Inaugural Discourse by Julio Rey Pastor


The following is a translation of the beginning of: Julio Rey Pastor, Is it the progress of Spain in science, or is it the progress of science in Spain?, Spanish Association for the Progress of Science (Madrid, 1915).

Sirs,

The title of our Association invites us in these discourses, to concern ourselves with the progress of science in relation to Spain. However it occurs to me to ask: What is the objective of this Association? Is it the progress of Spain in science, or is it the progress of science in Spain? In other words: Are we able to collaborate yet in universal Science, or should we still be limiting ourselves to the assimilation of it?

Spanish mathematicians may be classified into two groups with respect to their vision of this vital problem.

First: Modern men, that is to say, lovers of progress, who have understood our position and wish to improve it.

Second: Those who negate the necessity of progress; some of whom because they are not modern since they do not recognise the European mathematical culture; others, who are ignorant and ignore the necessity despite knowledge of this culture through travel or lectures; and others still who are not acquainted with this culture and are not modern, nor would be even if they did recognise it.

It is easy to predict then, the attitude of the second group, upon hearing for the hundredth time that tiresome word: revision.

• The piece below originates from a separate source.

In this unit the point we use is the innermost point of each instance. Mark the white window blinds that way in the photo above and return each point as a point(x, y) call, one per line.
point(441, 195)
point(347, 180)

Lovers of the semi-darkness, like spiders, they do not tolerate a single ray of light, which could illuminate the half-light of their comfortable position, obliging them perhaps to leave it.

They speak to us of patriotism, they whom have produced nothing useful, believing, without a doubt, that the patria is improved through books and vindicating speeches composed of rhetorical falsehoods. They speak to us of "deeply rooted national traditions, which ought not to be destroyed nor erased" as if we were able to assert influence over the geographical factor in a discipline so essentially international as mathematics.

We direct ourselves then, only to those of the first group, those of a modern spirit, lovers of progress, and therefore patriots, but patriots with facts not discourse. We begin then by looking at the progress of Spain in Mathematical Science throughout the 19th century.

The year 1845 is often highlighted as the birth of science in our nation. The wars of Independence, followed by the revolution and later, a civil war provided a particularly non-propitious environment in the first half of the century and severely hindered the tranquil cultivation of science.

Prior to this date, Scholasticism was the prevailing form of university tuition in physics and mathematics. "Everything was reduced", according to the erudite Vicuña, "so that any serious father, or curious layman, could read a book in Latin concerning mathematical or physical matters. The Physical-mathematical Sciences were reduced to: An extract of geometry by Euclid, a summary of arithmetic, notions on cosmology or on music, dissertations on natural phenomena, and almost nothing about algebra. Empirical rules substituted theoretical investigation, and in Salamanca they gave lessons in singing instead of in the acoustic theory of music."

The importance attached to the date 1845, lies in the reorganization of university tuition in the Physical and Mathematical sciences, which created a special section within the faculty of Philosophy; and, furthermore, in the foundation (in 1847) of the Royal Academy of Sciences in Madrid.

Unfortunately, any form of organization is useless unless there are men capable of representing it; and although there was an attempt to choose a committee of the most lucid personnel available, the chosen men, educated in old-school Mathematics, could not easily comprehend or introduce new ideas. However, it is true that before the plan in 1845, we were, culturally speaking, three hundred years behind the rest of Europe and it is therefore fair to earmark this esteemed progress.

This development continued at a steady rate, aided by the Moyano Law of 1857, which created the Faculty of Sciences and amplified the study of Mathematics. Additionally it established a section for Exact Sciences and began publishing extracts from French science papers, which, although basic, served to awaken curiosity for the study of mathematics.